The firm has since agreed to provide an extra 9m vaccine doses, adding up to a total of 40m in the first quarter of 2021, but still considerably lower than 100m doses the EU was expected to receive in the time frame.  

Meanwhile, the bloc’s vaccination programme could be further hampered as Covid-19 vaccines ordered by the EU from Johnson & Johnson (J&J) will need to be shipped to the US for the last stage of production.

According to Bloomberg, a senior EU official told diplomats that completing some ‘fill and finish’ in the US was a condition of the contract with the drugmaker, and J&J had been transparent about the matter.

The EU has secured 200m doses of J&J’s single-shot vaccine, with an option for a further 200m.

Thorsten Schmidt from procurement adviser Kerkhoff Consulting told DW News the German government should have handled the transfer of responsibility to negotiate and finalise agreements with vaccine manufacturers differently. 

“In general you can say that the basics of all procurement contracts and agreements mean that you have the right product at the right location in the right amount, hopefully at the right time for a reasonable price,” he said.

“Many of these variables, which are truly the foundation of any procurement contract, have not been properly negotiated.” 

In comparison, Tom Sasse, associate director at think tank the Institute for Government, said the UK government had appeared to learn from the personal protective equipment crisis it faced last spring, where “supply was choked by huge international demand”.

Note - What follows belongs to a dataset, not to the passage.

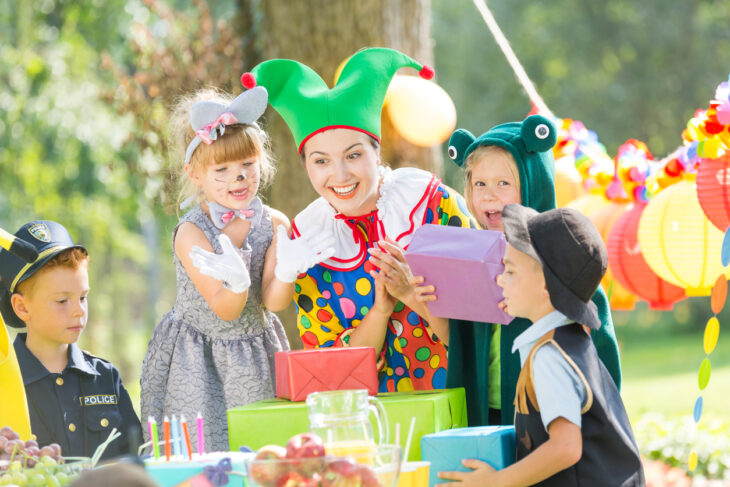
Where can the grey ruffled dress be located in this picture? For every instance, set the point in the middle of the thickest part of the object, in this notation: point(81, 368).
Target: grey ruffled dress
point(199, 363)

In a blog post, Sasse said: “Then they were caught unprepared, without a large stockpile or contingency plans to adapt supply chains. This time the government supported the Oxford initiative, invested in domestic supply chains, and gave industry time to prepare.”

3. Cost

One area where the EU’s strategy seems to have paid off is in terms of lowering the cost of doses through its joint purchasing programme. 

According to Politico, published figures have suggested the EU is paying less than $2 for the AZ vaccine, while the US is paying around $4. It added the US had negotiated a $20 price tag with Pfizer for doses of its vaccine, while the EU’s price is less than $15. 

However, the delays in distributing the vaccine could cost more in the long run. Research by Allianz and Euler Hermes predicted the EU could face a €90bn hit to its economy this year if it does not speed up its vaccination programme.

“At the current vaccination speed, herd immunity would only be reached by the end of 2022. To at least allow for a sustainable economic recovery to take off in the second half of 2021, EU countries must urgently embark on a vaccination path that aims at vaccinating at-risk populations by mid-2021 to allow for an easing of sanitary restrictions without putting the healthcare system at risk,” the report said.

“The negative implications associated with a delayed vaccine rollout far exceed the immediate short-term economic costs of a double-dip recession at the start of 2021,” it said.